Dynamische Ticketpreise wie beim Flug? Pro & Contra

Standpunkt

„Gestern 29 Euro, heute 89 – gleicher Zug, gleicher Sitz. Beim Fliegen normal, bei der Bahn auch?“

Dynamische Ticketpreise wie beim Flug?

→ Der Preis richtet sich nach Nachfrage. Clever gesteuert – oder undurchschaubar und unfair?
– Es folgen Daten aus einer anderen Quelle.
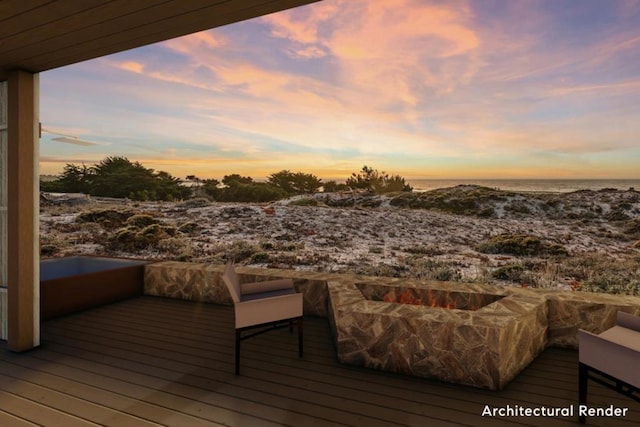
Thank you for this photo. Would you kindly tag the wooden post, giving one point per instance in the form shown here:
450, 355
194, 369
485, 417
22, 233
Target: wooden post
4, 106
23, 258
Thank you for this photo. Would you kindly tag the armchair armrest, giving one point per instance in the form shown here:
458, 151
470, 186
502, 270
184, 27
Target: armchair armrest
266, 310
613, 358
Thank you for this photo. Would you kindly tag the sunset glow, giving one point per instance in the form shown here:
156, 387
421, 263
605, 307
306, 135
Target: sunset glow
425, 89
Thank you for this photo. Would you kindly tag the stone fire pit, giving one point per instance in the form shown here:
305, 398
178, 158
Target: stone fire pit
464, 336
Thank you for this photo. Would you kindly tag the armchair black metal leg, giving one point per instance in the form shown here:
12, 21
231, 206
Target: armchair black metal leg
238, 339
583, 378
300, 334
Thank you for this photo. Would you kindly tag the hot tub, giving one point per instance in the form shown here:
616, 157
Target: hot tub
72, 284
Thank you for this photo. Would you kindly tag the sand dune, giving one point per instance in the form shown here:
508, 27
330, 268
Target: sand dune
586, 240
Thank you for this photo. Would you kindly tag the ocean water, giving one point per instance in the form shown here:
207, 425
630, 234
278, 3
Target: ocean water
532, 185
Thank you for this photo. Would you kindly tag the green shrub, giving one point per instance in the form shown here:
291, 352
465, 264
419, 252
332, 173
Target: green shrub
520, 244
511, 272
306, 201
250, 192
108, 218
141, 220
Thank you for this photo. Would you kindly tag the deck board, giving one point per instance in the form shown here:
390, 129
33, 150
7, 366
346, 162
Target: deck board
153, 361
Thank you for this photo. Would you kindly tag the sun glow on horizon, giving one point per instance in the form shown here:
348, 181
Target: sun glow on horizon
462, 89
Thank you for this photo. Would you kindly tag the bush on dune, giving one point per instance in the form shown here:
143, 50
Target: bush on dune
521, 245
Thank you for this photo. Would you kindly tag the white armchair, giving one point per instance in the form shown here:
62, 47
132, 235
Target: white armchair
267, 305
611, 358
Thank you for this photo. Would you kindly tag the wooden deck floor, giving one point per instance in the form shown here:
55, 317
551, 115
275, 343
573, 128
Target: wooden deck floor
151, 361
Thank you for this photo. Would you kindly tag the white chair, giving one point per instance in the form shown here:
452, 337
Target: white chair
611, 358
270, 305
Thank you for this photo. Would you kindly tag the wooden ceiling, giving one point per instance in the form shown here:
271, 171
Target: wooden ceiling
38, 35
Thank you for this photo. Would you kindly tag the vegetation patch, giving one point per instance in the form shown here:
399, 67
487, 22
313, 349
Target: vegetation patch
108, 218
305, 201
521, 245
471, 200
141, 220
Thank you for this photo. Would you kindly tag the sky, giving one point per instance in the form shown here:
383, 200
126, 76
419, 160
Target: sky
424, 89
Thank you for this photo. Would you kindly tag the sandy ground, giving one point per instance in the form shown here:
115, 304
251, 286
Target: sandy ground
372, 234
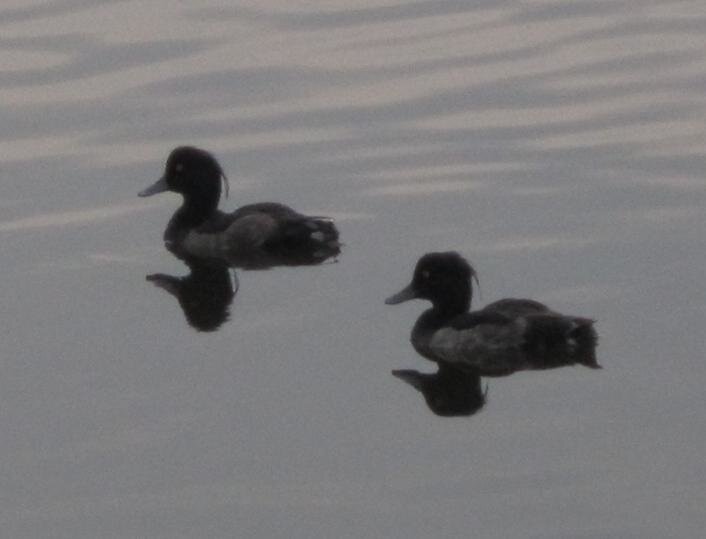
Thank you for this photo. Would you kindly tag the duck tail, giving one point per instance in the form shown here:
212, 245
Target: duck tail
583, 339
322, 231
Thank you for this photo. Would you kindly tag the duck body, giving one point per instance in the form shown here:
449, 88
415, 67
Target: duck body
506, 336
253, 236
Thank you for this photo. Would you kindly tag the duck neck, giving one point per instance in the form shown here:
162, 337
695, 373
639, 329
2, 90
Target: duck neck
192, 214
195, 210
451, 305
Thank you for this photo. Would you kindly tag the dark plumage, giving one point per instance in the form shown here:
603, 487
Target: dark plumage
254, 236
506, 336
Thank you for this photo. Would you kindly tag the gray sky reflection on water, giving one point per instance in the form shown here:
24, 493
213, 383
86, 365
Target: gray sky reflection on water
559, 146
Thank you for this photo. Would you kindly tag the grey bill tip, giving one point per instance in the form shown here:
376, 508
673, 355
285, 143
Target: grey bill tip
405, 294
157, 187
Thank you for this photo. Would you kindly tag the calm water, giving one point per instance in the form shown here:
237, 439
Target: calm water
561, 146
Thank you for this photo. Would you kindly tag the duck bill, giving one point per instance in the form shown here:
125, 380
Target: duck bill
160, 186
405, 294
413, 378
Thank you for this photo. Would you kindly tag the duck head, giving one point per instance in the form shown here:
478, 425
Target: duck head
442, 278
193, 173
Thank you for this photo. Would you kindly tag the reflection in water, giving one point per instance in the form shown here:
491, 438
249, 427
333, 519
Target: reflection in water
205, 294
448, 392
254, 236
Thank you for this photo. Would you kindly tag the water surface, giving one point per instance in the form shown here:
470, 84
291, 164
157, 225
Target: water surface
560, 146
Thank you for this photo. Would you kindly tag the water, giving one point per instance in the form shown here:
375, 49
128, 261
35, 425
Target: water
559, 145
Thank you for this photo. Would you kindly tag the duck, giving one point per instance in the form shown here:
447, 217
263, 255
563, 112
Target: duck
254, 236
506, 336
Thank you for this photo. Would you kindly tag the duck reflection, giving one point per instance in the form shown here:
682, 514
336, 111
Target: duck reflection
448, 392
205, 294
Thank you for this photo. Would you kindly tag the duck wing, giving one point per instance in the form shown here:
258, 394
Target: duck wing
512, 308
485, 342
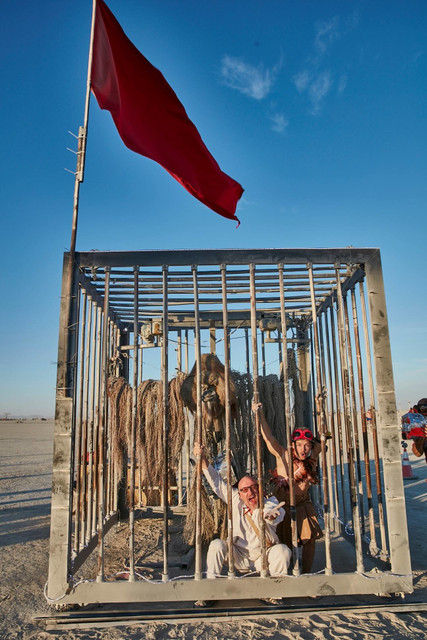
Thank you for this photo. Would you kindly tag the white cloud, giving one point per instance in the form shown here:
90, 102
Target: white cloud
280, 122
316, 86
319, 89
302, 80
342, 83
326, 33
255, 82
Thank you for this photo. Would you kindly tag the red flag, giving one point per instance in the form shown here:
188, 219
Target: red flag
151, 120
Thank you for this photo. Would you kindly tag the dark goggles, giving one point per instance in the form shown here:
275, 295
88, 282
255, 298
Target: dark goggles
302, 434
252, 487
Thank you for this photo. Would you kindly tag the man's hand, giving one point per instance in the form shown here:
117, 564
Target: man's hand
199, 450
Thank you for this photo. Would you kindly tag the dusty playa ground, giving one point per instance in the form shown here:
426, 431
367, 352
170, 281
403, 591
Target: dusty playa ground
25, 482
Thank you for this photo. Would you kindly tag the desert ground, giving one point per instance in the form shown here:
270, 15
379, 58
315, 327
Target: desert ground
25, 483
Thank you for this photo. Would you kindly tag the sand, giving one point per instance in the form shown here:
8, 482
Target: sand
25, 481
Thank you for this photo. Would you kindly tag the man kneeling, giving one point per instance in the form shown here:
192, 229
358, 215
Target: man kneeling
246, 528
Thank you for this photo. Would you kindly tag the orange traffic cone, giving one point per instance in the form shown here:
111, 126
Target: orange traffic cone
406, 465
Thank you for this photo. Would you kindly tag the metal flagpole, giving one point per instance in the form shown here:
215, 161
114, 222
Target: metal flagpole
82, 139
81, 154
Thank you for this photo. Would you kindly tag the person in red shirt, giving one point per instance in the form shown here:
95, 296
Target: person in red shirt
419, 445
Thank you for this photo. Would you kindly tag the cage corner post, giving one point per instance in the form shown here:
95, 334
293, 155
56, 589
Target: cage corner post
388, 422
63, 449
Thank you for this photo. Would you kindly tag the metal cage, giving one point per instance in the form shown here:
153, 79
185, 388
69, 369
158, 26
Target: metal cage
130, 313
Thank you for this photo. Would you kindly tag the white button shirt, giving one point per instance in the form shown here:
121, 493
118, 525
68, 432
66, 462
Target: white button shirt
244, 535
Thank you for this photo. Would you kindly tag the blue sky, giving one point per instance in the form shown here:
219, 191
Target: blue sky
316, 108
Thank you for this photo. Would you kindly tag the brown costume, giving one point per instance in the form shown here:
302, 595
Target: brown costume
308, 528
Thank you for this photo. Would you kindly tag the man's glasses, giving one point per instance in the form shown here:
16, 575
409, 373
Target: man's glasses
253, 488
302, 434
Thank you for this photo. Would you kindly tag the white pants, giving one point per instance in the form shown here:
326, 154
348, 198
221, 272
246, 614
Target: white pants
278, 559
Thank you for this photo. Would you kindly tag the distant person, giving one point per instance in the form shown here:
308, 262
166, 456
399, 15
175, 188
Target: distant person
246, 533
305, 453
419, 445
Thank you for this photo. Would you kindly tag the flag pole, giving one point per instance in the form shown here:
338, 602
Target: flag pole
82, 139
64, 383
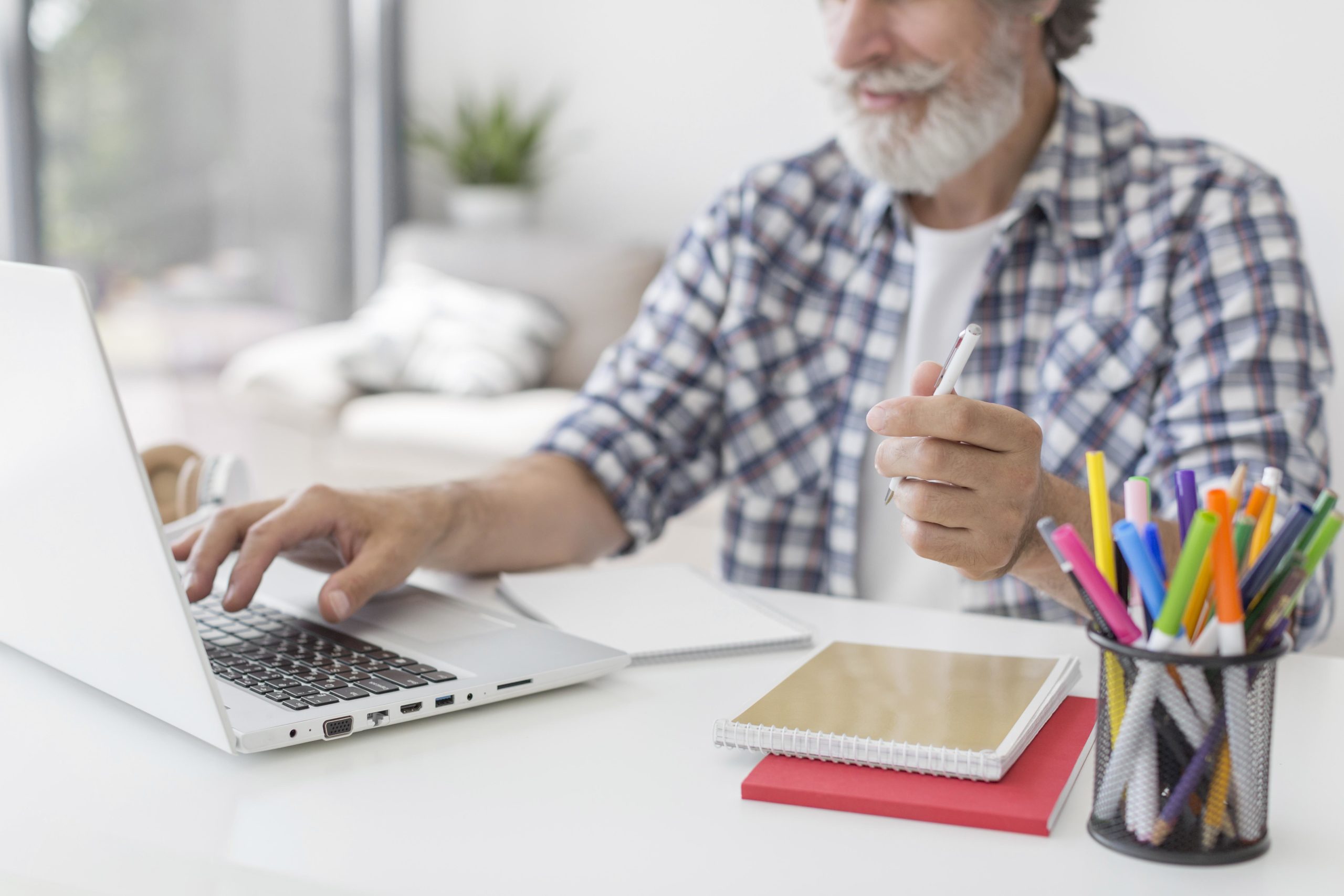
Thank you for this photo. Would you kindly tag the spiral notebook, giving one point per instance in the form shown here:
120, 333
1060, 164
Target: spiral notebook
655, 613
964, 715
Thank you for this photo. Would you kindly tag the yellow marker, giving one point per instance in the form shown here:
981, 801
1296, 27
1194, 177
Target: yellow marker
1215, 810
1115, 695
1102, 543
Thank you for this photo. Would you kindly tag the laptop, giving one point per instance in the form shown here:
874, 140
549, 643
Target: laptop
90, 586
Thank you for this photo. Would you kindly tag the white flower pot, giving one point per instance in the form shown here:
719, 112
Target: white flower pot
491, 207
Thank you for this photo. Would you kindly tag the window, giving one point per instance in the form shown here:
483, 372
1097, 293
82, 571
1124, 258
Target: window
195, 151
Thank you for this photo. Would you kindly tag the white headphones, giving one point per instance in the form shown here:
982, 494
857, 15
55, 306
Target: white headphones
188, 488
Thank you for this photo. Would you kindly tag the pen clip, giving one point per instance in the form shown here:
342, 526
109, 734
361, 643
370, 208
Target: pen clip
948, 361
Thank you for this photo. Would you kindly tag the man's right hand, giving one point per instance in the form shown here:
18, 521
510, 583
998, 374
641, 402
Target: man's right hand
369, 541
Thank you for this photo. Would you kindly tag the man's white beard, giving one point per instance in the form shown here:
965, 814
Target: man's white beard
960, 125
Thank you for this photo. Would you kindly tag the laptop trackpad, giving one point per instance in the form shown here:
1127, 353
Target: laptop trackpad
414, 616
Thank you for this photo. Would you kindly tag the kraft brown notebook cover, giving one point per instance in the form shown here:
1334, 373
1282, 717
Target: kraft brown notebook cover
942, 712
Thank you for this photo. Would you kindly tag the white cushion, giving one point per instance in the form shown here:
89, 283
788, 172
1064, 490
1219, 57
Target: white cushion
500, 426
295, 378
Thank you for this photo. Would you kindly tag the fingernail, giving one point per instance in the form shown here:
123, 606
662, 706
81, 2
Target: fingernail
339, 602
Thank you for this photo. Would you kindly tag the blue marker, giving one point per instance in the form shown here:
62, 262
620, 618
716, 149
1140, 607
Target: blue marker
1151, 582
1155, 549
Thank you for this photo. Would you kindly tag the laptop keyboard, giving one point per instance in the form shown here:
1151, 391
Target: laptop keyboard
301, 664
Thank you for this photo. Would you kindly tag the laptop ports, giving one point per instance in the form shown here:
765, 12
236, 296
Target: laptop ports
338, 727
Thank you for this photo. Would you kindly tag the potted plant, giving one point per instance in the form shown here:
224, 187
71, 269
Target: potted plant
492, 156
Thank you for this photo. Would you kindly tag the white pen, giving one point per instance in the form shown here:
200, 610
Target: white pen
952, 368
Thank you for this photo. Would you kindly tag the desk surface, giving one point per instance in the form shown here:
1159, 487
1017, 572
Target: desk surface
609, 786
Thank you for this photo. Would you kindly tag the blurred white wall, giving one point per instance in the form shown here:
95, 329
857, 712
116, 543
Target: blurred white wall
668, 100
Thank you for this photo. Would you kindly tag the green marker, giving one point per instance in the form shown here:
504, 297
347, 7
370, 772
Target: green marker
1148, 484
1324, 504
1167, 628
1316, 553
1242, 534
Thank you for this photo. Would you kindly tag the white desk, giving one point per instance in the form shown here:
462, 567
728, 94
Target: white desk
611, 786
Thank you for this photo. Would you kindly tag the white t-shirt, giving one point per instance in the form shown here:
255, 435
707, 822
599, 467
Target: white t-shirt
948, 270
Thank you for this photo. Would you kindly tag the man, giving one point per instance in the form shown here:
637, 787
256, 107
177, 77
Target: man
1140, 296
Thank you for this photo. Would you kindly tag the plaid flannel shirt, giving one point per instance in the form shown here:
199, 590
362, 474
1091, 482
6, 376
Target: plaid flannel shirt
1144, 296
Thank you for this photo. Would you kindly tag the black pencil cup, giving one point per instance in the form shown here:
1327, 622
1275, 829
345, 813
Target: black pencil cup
1183, 754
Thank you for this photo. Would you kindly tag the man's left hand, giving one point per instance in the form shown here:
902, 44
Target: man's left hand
979, 488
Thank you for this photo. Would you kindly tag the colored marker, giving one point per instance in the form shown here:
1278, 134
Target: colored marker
1104, 597
1263, 570
1141, 566
1136, 511
1265, 522
1153, 539
1237, 489
1324, 505
1227, 597
1196, 610
1167, 626
1187, 500
1102, 547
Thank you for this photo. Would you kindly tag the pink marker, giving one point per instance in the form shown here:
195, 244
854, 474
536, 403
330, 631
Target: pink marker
1109, 605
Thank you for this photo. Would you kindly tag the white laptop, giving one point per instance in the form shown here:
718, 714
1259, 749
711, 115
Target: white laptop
90, 586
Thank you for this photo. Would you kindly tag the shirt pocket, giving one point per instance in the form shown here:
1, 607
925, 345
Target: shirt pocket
783, 406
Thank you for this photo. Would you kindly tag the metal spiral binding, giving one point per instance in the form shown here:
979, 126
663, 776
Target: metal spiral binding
983, 765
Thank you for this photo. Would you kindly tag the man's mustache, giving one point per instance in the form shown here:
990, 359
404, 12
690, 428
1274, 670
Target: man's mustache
915, 77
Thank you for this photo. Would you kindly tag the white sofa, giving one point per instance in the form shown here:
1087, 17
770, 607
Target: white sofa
307, 425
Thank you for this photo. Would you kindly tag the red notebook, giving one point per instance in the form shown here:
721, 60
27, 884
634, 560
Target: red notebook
1027, 800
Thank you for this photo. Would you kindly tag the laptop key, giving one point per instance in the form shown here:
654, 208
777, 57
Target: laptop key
402, 679
334, 636
377, 687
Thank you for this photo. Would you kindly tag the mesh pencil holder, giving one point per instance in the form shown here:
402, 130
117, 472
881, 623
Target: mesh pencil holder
1183, 754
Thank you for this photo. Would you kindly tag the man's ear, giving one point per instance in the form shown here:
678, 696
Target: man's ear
1043, 11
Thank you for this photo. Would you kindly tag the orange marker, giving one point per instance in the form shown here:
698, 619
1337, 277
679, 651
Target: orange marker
1227, 596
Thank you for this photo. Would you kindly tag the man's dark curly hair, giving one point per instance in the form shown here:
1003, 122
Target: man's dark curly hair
1069, 30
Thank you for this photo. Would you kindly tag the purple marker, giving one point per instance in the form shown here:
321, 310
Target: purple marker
1187, 500
1191, 777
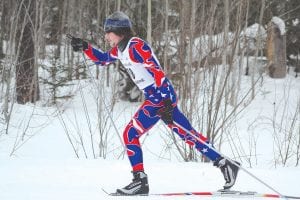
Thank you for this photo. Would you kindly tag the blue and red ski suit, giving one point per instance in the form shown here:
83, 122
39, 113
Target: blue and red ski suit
146, 72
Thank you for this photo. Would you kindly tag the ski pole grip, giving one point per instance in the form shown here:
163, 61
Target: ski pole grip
70, 36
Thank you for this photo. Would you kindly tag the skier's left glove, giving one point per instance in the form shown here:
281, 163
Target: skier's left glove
166, 112
79, 44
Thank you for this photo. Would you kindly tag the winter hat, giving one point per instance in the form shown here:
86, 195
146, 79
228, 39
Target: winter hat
116, 21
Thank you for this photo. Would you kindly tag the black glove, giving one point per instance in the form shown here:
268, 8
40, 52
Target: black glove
166, 112
79, 44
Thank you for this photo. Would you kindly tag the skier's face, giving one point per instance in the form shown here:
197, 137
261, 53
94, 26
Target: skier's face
112, 38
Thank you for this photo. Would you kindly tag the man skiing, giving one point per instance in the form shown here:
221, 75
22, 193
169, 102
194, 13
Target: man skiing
160, 100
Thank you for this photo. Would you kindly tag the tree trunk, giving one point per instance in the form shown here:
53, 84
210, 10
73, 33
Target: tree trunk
276, 52
27, 89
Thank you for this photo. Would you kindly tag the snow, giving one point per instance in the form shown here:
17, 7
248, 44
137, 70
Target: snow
280, 23
37, 160
45, 167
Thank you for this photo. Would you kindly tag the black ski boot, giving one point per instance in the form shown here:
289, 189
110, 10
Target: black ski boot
138, 186
229, 171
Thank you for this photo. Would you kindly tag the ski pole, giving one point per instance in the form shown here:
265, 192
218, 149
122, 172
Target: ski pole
229, 159
105, 105
103, 101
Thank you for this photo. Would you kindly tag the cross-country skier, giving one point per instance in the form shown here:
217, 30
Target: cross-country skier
160, 100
Lesezeit: 8 Minuten · Schalter: Standpunkt

Worum es geht

Schon heute sind Bahn-Sparpreise nachfrageabhängig: früh und in leeren Zügen billig, spät und in vollen teuer. Ob die Bahn noch stärker dynamisch bepreisen sollte wie eine Airline, ist eine Frage von Auslastung, Fairness und Vertrauen.

Beim Fliegen ist es längst normal: Der Preis für denselben Sitz schwankt je nach Nachfrage, Tageszeit und Buchungsmoment.

Wer früh bucht, zahlt wenig; wer spontan muss, viel.

Die Bahn macht das mit ihren Sparpreisen ähnlich, aber zurückhaltender.

Ein Kontingent günstiger Tickets pro Zug, danach wird es teurer – daneben der feste, teure Flexpreis für alle, die jederzeit fahren wollen.

Die Frage ist, ob die Bahn diesen Weg konsequent weitergehen sollte, um ihre Züge gleichmäßiger zu füllen – oder ob volle Preis-Dynamik nicht zu einem öffentlichen Verkehrsmittel passt.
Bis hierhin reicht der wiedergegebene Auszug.